Wäre schon wenn einer von euch ein paar ratschläge hat, warum das nicht funktioniert...

mfg


----------



## FArt (24. Nov 2008)

Ist mir ehrlich gesagt zu aufwendig, zumal es zu solchen Themen im Netz einen Haufen fertige Beispiele gibt.

Hast du dir denn über Multithreadind, Synchronisation, konkurrierende Zugriffe entsprechende Gedanken gemacht, oder sind das Fremdwörter für dich?

Ist das Beispiel an sich sinnvoll und ist es mit deinem Wissen sinnvoll sich an so etwas heranzuwagen (der Code sieht mir nämlich ziemlich nach Anfänger bzw. "einfach mal loscodiert" aus?


----------



## raven (24. Nov 2008)

Multithreadind sagst mir was...
Synchronisation eher nicht... bin ich in dem fall auf Synchronisation zwangsmäßig angewiesen?


----------



## FArt (24. Nov 2008)

raven hat gesagt.:
			
		

> Multithreadind sagst mir was...
> Synchronisation eher nicht... bin ich in dem fall auf Synchronisation zwangsmäßig angewiesen?

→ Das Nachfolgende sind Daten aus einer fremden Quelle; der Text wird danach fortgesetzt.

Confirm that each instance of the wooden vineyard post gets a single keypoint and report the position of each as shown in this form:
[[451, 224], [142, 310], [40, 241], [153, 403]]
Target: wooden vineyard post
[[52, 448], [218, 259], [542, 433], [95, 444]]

Nein, aber wenn du nicht weißt, wofür das benötigt wird, wirst du auch nicht erkennen wann du darauf angewiesen bist.

Tipp:
http://java.sun.com/docs/books/tutorial/networking/sockets/clientServer.html

Google bringt weitere Tutorials und Beispiele, auch zum Thema Synchronisation ...


----------